RD: First is making sure you have someone dedicated to wastewater. In most cases, for shops, it’s not. In most cases, it’s a maintenance guy or the maintenance department, or maybe it’s the plating line manager, and their focus is on keeping the manufacturing running. And the reason why is a lot of times, wastewater operators look like they’re not doing anything. I’m going, to be honest. When you have a dedicated wastewater operator, their whole job is ensuring that the water that leaves your facility, your effluent, meets every set guideline. The training that they receive is not just for wastewater treatment. They also receive first responder and spill response treatment training. So they know how to handle if your plating line and your hexavalent chrome spills and hits wastewater. They know what to do and how to correct that problem, so you don’t have a pass-through event. They receive maintenance training, so they know how to rebuild pumps, and they receive plumbing training so they know how to pipe properly and how pipes should flow and how to repair leaky pipes. They receive IT training, so they know how to handle the PLC or SCATA unit that your system may be operating under. And if 90% of the time they look like they’re not really doing anything, you can trust and believe they are. They’re going through a checklist in their head. They’re listening to the pumps to make sure that they’re pumping properly because you can tell the difference when a pump doesn’t work. They’re smelling the air to make sure that the air smells the way it normally does because if there’s a spill of ammonia, you can definitely tell it in your wastewater. And a best practice is to have an operator dedicated to wastewater but give him a checklist for the wastewater system to check every hour, check to make sure the floc is forming, check to make sure the pH is right, check to make sure the chemicals are feeding right, that there are chemicals to last. And then you also give him another list of things to do, such as cleaning drums and storing them properly for disposal, helping move products around, and things like that.

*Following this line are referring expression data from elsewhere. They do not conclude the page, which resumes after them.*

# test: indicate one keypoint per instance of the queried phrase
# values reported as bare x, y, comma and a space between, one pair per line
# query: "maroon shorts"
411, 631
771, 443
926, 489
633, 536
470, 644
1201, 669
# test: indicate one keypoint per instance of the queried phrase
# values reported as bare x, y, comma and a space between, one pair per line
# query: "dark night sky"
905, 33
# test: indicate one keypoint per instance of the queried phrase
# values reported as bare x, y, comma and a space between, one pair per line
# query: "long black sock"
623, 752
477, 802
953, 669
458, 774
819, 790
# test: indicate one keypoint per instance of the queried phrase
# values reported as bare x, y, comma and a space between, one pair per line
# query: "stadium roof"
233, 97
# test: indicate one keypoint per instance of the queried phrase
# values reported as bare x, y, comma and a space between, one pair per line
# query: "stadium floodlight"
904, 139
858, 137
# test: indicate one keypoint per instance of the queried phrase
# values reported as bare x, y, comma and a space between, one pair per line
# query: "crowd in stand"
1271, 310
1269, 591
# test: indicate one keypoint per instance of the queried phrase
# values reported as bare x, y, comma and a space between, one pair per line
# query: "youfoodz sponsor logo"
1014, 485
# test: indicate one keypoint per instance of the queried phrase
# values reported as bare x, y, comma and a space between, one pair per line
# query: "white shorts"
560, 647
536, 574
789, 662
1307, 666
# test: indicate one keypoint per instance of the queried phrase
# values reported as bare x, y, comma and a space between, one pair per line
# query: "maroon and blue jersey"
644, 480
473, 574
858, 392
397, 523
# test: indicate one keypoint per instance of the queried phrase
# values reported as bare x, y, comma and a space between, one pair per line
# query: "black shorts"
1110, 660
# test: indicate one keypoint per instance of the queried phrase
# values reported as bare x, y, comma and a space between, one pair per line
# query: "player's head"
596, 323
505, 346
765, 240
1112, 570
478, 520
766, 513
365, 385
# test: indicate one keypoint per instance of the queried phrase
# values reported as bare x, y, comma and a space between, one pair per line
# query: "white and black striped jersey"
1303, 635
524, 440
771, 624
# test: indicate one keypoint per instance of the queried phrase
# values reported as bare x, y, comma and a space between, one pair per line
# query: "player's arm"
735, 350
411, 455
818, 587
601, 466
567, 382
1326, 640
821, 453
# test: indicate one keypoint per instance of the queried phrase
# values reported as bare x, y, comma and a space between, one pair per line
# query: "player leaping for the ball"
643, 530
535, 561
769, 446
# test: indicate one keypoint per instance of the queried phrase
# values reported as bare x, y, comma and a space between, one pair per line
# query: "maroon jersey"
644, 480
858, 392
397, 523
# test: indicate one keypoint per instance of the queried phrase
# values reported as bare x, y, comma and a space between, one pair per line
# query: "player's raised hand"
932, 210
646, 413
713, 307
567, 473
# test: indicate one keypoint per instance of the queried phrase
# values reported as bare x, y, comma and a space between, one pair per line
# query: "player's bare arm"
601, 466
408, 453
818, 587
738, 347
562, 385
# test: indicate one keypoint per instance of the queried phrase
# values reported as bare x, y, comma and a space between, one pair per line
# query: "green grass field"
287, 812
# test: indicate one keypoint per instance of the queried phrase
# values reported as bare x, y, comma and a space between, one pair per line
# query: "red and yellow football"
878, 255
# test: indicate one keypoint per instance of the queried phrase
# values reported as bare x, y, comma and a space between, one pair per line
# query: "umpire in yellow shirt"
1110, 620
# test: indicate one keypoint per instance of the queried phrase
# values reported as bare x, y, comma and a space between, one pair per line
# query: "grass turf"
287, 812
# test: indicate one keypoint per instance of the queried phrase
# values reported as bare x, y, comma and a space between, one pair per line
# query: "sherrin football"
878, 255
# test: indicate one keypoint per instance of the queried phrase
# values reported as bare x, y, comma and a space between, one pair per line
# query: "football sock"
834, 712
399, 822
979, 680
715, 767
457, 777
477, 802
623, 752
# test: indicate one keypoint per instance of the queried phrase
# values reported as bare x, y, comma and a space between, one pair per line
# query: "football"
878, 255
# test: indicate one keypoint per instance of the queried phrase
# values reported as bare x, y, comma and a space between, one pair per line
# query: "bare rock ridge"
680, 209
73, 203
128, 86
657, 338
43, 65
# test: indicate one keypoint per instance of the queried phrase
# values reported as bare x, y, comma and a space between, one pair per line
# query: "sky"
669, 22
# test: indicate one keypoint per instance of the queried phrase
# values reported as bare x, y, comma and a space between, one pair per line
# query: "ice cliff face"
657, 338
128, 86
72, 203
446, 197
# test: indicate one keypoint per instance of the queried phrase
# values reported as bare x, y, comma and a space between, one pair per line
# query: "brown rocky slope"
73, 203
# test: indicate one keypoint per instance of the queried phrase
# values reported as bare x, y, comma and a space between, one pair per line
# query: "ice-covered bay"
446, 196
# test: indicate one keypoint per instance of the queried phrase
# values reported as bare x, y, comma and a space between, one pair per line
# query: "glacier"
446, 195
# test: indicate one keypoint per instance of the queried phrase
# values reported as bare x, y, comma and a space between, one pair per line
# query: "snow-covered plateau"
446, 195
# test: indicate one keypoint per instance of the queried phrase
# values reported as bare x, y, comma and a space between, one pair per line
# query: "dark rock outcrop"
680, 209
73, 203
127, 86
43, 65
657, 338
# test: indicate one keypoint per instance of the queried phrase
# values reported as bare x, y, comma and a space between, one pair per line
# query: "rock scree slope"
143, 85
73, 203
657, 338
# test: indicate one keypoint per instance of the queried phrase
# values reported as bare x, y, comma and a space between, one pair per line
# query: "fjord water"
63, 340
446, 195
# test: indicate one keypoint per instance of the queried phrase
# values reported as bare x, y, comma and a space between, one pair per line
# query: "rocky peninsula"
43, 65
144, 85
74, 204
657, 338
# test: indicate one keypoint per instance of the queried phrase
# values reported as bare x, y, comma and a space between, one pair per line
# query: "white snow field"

What would be one more that you would recommend? Is it investing in equipment? Investing in technology?
RD: I’m going to actually give you two. One is definitely working with a chemical supply partner who fully understands wastewater and who’s not just trying to sell you a commodity chemical at 10 cents a pound that’s going to produce 50 cubic yards of sludge a month that you have to dispose of. You want to work with a partner who’s going to help you reduce your sludge, reduce your chemical usage, and help you improve your wastewater processes. And you have to trust them enough that you believe them when they say, “You need a new tank,” “You need a larger clarifier,” or “You need to expand your filter press.” So, working with a partner like that is always good. And then I’m going to say the last thing is understanding why wastewater works with your manufacturing processes. And what I mean by that is we had one customer in eight years that I’ve been with Hubbard-Hall, I’ve only seen one customer do this, but I really wish all of our customers would. This customer knew that for every gallon of wastewater that left his plant, he produced 10 finished parts. And off of those 10 finished parts, after he paid all the bills for manufacturing them and what he paid to treat that wastewater to leave his plant, he knew how much profit he made.